Nous devons maintenir la pression sociale. Mais les violences sont un terrible obstacle pour nous. Soyons clairs et nets : la violence ne sert que François Hollande et Manuel Valls. Nous n’avons rien à voir avec cela. Qui peut se réjouir de voir un homme de 35 ans se faire fracasser la tête par un pavé, sous prétexte qu’il est policier ? Frapper un policier, c’est se déshonorer. De même, la doctrine d’emploi de la police produit une violence très dangereuse. Tirs tendus, grenades lacrymogènes… tout est disproportionné. Déjà des dizaines de blessés et deux éborgnés.

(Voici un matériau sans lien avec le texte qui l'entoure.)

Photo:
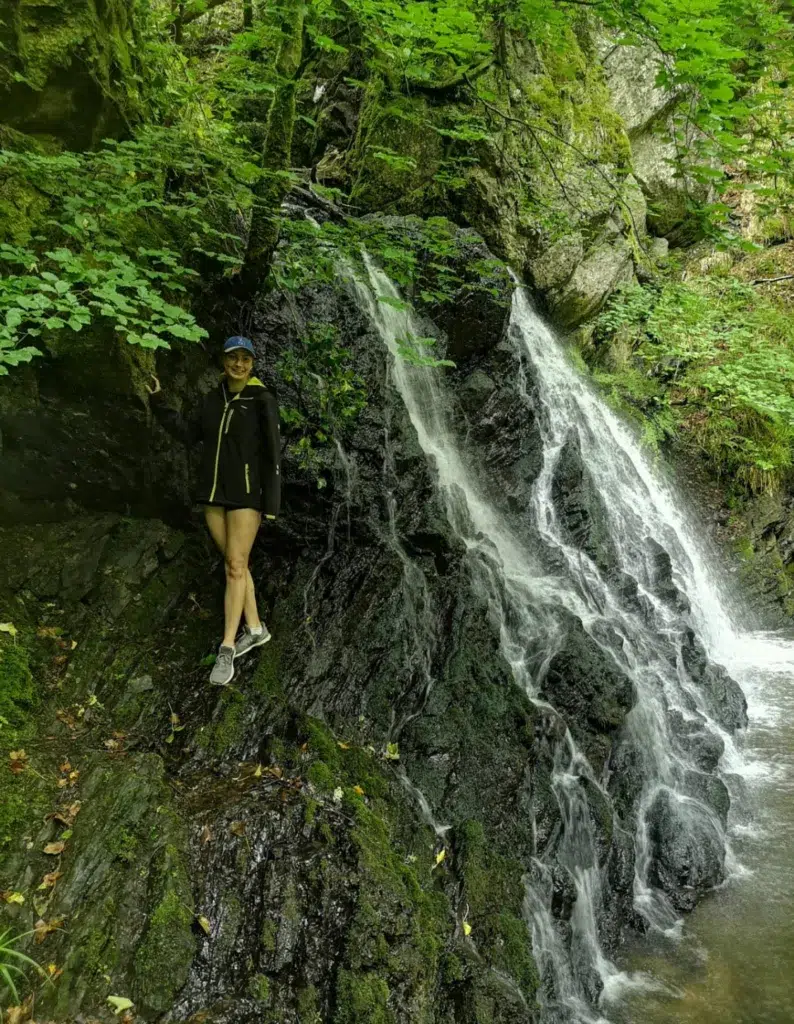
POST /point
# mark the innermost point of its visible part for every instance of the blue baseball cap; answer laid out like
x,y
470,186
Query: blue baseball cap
x,y
237,342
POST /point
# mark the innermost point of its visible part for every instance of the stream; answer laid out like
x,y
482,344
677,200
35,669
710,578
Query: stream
x,y
730,958
735,961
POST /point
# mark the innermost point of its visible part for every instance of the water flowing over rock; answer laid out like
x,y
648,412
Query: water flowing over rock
x,y
494,588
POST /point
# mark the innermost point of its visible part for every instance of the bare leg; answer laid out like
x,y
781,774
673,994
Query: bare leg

Pourtant, elle ne doit pas être reprochée aux policiers, mais à ceux qui donnent les ordres et provoquent de manière délibérée les situations de violence. Je trouve bien étrange le silence du ministre de l’Intérieur. Il ne dit pas un mot pour rappeler, par exemple, que les tirs tendus sont interdits. Il sait très bien que cela va mal finir. Je le soupçonne de se satisfaire de cette situation qui dissuade les gens de se mobiliser. Je vous rappelle qu’il a déjà la mort de Rémi Fraisse sur la conscience.
Comment envisagez-vous la primaire à droite ?
Elle sera destructrice. Hollande a ouvert les digues antisociales et même antiécologiques, par exemple en sanctuarisant le nucléaire. Il a donc décomplexé la droite. Il la pousse à la surenchère. Voyez Juppé. Les sondages disaient que même des gens de gauche allaient voter pour lui. Mais, depuis janvier, il a fait un virage total sur l’aile droite. La société ne peut pas se rassembler sur ce que contient son ultralibéralisme. Il propose dans son programme pis que la loi El Khomri. Ce programme, c’est cinq ans de guerre sociale. La baudruche électorale va donc se dégonfler à toute vitesse. Il y a une conséquence électorale évidente : il y aura une sorte de nivellement des scores. En 2002, Le Pen a été présent au second tour avec 4,8 millions de voix. J’en ai recueilli 4 millions la dernière fois. M. Chirac a été présent au second tour avec 17 % des voix. L’émiettement politique de la France a des racines profondes. Il ne permet pas que l’élection fasse émerger tout d’un coup une homogénéité politique. Ce n’est pas possible. Donc l’élection est beaucoup plus ouverte qu’on ne le croit aujourd’hui.